I had my first treatment today. It was more intense and I am just sitting here shaking my head trying to find words to describe it. I think I will try and describe what happened.
We got to the clinic at 3... Had a short meeting with Dr. Grettha, She made a very brief attempt to explain the method and the reasons behind it. I didn't really understand a lot. Something about Murcury being the cause of all toxins and the way to get it out is by using tobacco that has been treated with nano particles that grab onto it and force it out. then I was separated from my mom and taken into a room with a copper table, sheet metal walls and ceiling and a hospital type curtain. ..

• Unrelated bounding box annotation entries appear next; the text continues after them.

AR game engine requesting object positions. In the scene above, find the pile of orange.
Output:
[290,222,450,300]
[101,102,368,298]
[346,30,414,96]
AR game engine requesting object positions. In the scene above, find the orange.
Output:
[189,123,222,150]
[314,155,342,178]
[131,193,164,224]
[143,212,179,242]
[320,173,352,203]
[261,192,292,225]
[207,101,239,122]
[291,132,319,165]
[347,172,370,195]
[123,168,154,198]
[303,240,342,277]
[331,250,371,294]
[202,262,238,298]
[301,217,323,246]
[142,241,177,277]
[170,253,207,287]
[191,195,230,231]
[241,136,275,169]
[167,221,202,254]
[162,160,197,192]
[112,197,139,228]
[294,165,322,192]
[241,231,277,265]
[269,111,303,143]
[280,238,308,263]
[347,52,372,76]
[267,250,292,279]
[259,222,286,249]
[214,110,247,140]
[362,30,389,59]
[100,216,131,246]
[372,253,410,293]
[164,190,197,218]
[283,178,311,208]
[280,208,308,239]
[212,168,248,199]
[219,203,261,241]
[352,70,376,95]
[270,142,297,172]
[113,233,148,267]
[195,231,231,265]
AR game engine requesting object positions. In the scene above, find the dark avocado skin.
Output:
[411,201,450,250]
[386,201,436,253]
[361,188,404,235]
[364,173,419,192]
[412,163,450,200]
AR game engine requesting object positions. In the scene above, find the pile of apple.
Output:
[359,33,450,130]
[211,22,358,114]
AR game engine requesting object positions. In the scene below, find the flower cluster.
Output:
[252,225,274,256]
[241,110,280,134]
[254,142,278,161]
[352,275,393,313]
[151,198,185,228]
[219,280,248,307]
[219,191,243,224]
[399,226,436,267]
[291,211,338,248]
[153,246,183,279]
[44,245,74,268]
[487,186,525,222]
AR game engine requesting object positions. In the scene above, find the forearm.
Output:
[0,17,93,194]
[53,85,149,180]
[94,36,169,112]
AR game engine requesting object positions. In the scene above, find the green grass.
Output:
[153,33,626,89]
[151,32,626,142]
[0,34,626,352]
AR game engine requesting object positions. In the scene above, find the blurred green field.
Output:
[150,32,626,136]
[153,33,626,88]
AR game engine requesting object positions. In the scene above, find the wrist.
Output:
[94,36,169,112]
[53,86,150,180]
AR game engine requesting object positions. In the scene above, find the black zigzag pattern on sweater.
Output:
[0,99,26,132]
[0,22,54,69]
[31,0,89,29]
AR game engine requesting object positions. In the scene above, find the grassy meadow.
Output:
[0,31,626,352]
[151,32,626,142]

I took off all my clothes except underwear, My 2 nurses did not speak English, so there was some Indonesian spoken and a lot of sign language. They laughed a lot, and so did I. First I drank something that was not too bad, then water then given a little eyecup full of liquid called "eyewash 1" I put it up to one eye and opened and closed while Fajuada blew smoke through a tube in my ear, and up my nose... then the other side. Then pour the rest of the eyewash on my head...
not so bad. I ws just trying not to think about it too much and really surrender. Next was a rubdown with white wet scrubby stuff, front and back, now I was wet and lying on this wet table. then they smoked me with big syringes (no needle) all over my whole body and head. probably 70x ... they would smoke, blow into the syringe while pulling the plunger and put the tip on my skin and push it in... It was so crazy and fast, at this point, Adi, a young man was standing there quickly filling syringes and the whole thing took around 5 minutes.
I can't say what I was thinking, everything went so fast and they were having me roll over and I couldn't understand anything... then more rubdown, covered with hot wet cloths and then a wrinkly metal blanket with just my nose out and left for 5 minutes...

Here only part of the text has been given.